HPC Storage - File Systems

Overview

Talon 3.0 has a variety of different file systems.  It is crucial that you understand the proper usage of these filesystems for best performance and stewardship of computational resources.  Misuse of the filesystems could mean the termination of your jobs or loss of you data.

Summary of File Systems

Name Path Talon 1 equiv. Type
homedir /home /users ext4
local /storage/local /data/scratch ext4
remote /storage/remote ** /storage NFS
research /storage/research ** /research NFS
scratch2 /storage/scratch2 /scratch2 Lustre

** NOTE: All files from the Research SAN are automounted.  This means they are mapped when you access your directory.  Not before.

Details of File Systems

Home directoryWhen you login your home directory (aka $HOME) is set to your EUID as such /home/euid123.  This ext4 filesystem is local only to talon3 login and all home directories are made available to each compute node, via NFS mount.  Quotas are set in /home, use the "quota" command to check your quota.  Home directories are for storing, input, output, codes, scripts, ... and should never be used for runtime temporary/scratch files, as this causes undue traffic to the talon3 login node.  Additionally each PI research group has a shared filed space in /home/share/pi_euid123 where the EUID is that of their PI group.  The default unix group for each user is their PI group and the default file permissions are set to read/write for the user and read-only for their PI group, to make it easier to share files within the same PI group.  For more on file permissions see the online UNIX manuals (aka man page) on chown, chgrp, chmod.

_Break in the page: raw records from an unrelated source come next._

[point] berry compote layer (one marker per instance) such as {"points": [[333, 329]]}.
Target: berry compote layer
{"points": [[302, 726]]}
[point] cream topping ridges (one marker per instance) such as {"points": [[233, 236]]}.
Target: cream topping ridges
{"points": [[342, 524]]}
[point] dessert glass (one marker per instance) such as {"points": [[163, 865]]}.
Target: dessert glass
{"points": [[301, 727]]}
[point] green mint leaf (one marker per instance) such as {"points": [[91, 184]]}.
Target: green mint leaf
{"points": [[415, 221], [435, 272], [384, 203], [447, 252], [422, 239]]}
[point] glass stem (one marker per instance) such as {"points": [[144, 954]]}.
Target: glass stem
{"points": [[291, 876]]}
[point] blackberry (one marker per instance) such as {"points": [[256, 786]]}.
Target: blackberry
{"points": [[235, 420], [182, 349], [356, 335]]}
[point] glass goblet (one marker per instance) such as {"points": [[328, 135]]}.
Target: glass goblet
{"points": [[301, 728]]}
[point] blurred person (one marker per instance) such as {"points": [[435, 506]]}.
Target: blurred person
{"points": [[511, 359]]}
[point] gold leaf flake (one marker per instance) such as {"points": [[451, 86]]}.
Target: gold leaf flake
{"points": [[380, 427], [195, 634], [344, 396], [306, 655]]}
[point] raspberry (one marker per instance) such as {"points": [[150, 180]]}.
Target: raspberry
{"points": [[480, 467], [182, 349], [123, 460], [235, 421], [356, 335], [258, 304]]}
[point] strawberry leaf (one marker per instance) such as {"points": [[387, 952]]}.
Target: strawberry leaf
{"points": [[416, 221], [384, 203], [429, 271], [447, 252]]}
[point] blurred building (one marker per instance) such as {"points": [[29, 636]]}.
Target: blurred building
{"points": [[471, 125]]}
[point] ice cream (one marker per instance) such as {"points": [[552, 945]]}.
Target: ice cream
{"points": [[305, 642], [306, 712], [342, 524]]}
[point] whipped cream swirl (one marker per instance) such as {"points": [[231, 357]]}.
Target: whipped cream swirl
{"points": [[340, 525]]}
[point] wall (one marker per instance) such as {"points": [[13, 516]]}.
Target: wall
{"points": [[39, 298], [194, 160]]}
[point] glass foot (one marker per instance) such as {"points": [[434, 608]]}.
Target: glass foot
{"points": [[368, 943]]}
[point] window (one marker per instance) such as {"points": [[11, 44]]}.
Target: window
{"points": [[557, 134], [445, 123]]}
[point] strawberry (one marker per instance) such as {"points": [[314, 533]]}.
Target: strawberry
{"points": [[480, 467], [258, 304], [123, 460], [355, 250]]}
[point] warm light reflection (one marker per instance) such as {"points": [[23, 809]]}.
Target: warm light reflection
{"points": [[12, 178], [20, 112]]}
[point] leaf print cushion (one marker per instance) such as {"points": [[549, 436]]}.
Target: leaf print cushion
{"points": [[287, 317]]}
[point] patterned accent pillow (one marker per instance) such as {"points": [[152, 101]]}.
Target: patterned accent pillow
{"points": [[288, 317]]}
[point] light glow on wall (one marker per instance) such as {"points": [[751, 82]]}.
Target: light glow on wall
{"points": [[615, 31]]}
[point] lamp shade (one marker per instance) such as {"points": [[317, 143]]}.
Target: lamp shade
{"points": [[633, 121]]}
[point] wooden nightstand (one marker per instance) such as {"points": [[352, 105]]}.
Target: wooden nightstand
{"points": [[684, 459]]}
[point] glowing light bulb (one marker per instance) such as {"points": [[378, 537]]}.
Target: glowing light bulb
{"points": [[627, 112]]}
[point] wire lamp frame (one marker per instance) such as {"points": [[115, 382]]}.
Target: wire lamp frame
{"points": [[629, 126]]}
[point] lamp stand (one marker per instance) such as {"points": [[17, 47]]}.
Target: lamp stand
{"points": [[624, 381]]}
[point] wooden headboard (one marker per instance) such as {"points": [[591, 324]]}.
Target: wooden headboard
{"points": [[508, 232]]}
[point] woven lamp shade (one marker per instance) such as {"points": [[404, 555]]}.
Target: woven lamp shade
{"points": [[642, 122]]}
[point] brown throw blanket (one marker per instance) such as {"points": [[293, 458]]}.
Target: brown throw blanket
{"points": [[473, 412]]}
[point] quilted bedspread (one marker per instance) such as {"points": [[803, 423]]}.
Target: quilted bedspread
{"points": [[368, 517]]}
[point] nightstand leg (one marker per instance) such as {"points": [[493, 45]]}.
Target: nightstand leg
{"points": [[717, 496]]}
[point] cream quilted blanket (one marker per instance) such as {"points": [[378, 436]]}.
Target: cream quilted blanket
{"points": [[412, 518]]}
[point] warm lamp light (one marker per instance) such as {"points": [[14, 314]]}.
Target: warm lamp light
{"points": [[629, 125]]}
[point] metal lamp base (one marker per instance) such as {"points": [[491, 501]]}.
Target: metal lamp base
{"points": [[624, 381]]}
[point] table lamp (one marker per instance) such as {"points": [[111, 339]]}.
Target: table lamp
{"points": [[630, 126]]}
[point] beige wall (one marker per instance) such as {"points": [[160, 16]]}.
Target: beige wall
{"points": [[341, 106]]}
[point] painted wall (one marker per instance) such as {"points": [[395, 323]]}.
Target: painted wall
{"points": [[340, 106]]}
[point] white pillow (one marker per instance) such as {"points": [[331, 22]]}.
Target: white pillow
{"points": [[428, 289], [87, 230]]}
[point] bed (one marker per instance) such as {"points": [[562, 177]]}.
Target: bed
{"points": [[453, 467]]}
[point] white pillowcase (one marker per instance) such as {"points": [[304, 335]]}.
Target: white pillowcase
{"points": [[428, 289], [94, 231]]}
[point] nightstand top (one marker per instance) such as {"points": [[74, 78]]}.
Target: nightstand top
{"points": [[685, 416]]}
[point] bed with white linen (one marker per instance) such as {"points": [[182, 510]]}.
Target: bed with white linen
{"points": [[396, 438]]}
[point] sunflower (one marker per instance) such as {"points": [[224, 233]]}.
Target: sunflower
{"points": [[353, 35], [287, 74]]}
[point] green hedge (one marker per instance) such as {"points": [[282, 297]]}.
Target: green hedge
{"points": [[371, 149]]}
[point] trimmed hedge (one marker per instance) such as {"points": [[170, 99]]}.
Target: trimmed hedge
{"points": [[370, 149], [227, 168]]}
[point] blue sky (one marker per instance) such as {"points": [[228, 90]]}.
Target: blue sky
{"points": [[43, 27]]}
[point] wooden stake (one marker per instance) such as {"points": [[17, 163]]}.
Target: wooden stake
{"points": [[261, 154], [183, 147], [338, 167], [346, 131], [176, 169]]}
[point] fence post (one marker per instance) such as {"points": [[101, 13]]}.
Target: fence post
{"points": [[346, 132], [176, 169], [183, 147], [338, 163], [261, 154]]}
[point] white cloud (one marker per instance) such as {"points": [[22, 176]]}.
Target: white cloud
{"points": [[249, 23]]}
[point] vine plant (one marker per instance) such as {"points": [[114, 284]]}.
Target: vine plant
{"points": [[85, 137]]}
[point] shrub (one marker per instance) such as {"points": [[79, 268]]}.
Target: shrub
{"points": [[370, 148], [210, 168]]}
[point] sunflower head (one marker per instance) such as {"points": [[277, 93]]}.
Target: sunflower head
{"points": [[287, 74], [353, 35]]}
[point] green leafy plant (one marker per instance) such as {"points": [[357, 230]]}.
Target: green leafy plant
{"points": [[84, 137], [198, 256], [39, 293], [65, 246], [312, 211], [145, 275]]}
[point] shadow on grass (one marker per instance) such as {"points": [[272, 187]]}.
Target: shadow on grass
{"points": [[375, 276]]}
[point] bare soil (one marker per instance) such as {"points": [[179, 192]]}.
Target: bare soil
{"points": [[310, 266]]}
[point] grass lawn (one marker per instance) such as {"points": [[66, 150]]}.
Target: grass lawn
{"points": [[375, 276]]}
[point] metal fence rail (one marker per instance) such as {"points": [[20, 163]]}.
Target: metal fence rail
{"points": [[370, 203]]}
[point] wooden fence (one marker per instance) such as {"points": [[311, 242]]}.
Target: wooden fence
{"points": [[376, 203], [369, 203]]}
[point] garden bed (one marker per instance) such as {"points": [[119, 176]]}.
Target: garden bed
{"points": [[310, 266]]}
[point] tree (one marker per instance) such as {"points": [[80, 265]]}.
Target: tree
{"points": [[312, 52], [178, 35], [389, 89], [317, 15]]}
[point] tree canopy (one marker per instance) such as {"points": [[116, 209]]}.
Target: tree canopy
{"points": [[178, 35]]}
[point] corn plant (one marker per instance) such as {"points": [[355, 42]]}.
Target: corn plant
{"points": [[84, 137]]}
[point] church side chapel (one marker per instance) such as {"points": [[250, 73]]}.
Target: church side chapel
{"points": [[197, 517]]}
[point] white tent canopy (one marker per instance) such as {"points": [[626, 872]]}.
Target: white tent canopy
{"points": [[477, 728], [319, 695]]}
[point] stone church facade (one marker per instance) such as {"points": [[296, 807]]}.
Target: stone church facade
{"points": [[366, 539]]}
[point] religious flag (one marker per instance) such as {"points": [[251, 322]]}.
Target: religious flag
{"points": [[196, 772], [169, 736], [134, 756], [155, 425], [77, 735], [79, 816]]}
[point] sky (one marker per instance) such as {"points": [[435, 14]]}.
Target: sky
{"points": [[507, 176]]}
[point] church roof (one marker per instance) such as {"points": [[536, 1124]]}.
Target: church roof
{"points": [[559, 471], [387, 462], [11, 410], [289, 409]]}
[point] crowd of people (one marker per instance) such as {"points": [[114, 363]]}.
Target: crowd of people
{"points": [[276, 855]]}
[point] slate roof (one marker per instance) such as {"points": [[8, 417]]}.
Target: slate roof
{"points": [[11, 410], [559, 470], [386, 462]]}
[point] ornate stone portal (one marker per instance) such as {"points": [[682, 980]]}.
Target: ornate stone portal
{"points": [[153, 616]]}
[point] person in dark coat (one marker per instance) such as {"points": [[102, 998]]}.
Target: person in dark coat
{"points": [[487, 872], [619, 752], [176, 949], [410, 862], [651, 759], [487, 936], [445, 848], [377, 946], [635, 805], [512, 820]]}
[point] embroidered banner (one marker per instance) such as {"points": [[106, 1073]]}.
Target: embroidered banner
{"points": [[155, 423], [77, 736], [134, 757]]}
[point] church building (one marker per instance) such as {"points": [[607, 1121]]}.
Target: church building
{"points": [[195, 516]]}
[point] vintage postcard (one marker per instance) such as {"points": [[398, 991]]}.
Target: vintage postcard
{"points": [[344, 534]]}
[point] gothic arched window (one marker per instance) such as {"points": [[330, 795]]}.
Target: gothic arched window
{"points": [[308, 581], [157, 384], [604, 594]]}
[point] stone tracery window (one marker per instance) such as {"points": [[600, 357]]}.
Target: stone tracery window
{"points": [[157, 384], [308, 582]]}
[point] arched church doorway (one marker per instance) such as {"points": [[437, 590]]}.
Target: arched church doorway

Scratch2 directoryFor storage the HPC Team has deployed an updated high-speed parallel filesystem affectionately named scratch2. It is running Lustre 2.5.2 on a DDN SFA7700X storage appliance. This filesystem has 1.4PB total available and can sustain speeds of up to 10GB/s over FDR Infiniband. Each compute node has the file system mounted as /storage/scratch2. As with scratch, if your  job creates many small scratch files (< 1MB each), then the parallelism of Lustre will actually cause a performance loss and you should use the local storage on the compute node (/storage/local) with 300GB/node.  Again, all scratch files are subject to being removed after each run, so please copy any data you wish to save back to your home directory.

Alternative Storage: In addition we have 575TB of storage available via an EMC Isilon X series SAN. This mountpoint contains both /storage/remote and /storage/research over a 10gigE NFS connection. This storage is intended for researchers in need of archiving data sets too large to immediately transferring out.